Istmo de Curlandia (Lituania)

Después de Vilnius nos dirigimos hacia Klaipeda, el principal puerto de Lituania. Hay unos 300 km de autopista y el trayecto se hace más o menos rápido. Al llegar a Klaipeda buscamos alojamiento en el Litinterp Guesthouse, que aparece en la Lonely Planet.

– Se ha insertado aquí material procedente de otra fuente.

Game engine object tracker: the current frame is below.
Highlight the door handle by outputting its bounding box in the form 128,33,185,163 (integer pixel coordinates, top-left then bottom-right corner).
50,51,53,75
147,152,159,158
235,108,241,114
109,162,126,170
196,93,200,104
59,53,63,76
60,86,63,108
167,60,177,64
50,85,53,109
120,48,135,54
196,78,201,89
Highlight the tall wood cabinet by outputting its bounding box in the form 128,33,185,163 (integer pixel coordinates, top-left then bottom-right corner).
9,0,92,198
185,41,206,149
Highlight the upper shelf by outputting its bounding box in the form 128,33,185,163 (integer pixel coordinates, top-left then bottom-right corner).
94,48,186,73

Es un hostel muy recomendable que cuesta 160 litas por noche en habitación doble (46 euros). Es ideal si se va en coche porque es una especie de motel y puedes aparcar en la puerta de la habitación. Por la mañana te dejan el desayuno en la puerta dentro de una cesta. Además, está bien situado cerca del centro.

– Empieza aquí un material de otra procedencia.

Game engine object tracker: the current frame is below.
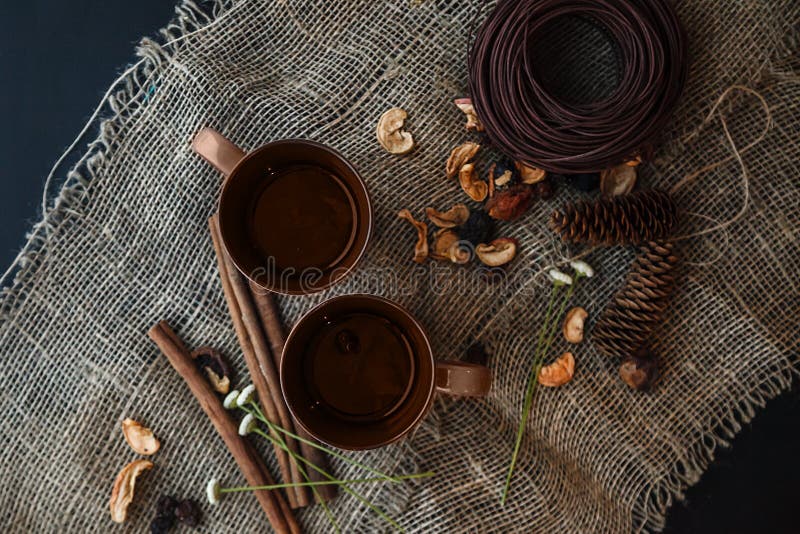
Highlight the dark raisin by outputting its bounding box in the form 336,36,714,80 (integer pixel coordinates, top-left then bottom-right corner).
150,514,175,534
175,499,202,527
155,495,178,517
194,350,230,379
458,210,493,246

Resuelto el hospedaje nos fuimos al puerto para coger el ferry que te lleva hasta el Istmo de Curlandia, separado por un par de kilómetros del continente. Cruzar con el coche cuesta unos 10 euros, pero es necesario para recorrer el Istmo. Luego hay que pagar 4 euros más porque se trata de un Parque Nacional.

Su principal atracción son las dunas que se encuentran en su extremo meridional, haciendo frontera con la región rusa de Kaliningrado. En coche se llega hasta Nida, casi en la frontera, y luego se puede caminar hasta lo alto de la Duna Parnadis para observar cómo la arena se pierde en territorio ruso.

Nida es una localidad turística llena de chalets y apartamentos. Un buen lugar de vacaciones de no ser por la plaga de mosquitos que invade la zona. Prácticamente tienes que ir apartándolos con la mano y me quedo corto. El otro problema es que las aguas de la laguna de Curlandia están contaminadas y no son aptas para el baño.

También hay dunas en la Reserva de Nagliu, entre Nida y Juodkrante, éste último un pueblecito más pintoresco y sin mosquitos. Otro atractivo es visitar las playas del Báltico, que no están contaminadas y en las que te puedes bañar si la temperatura del agua lo permite.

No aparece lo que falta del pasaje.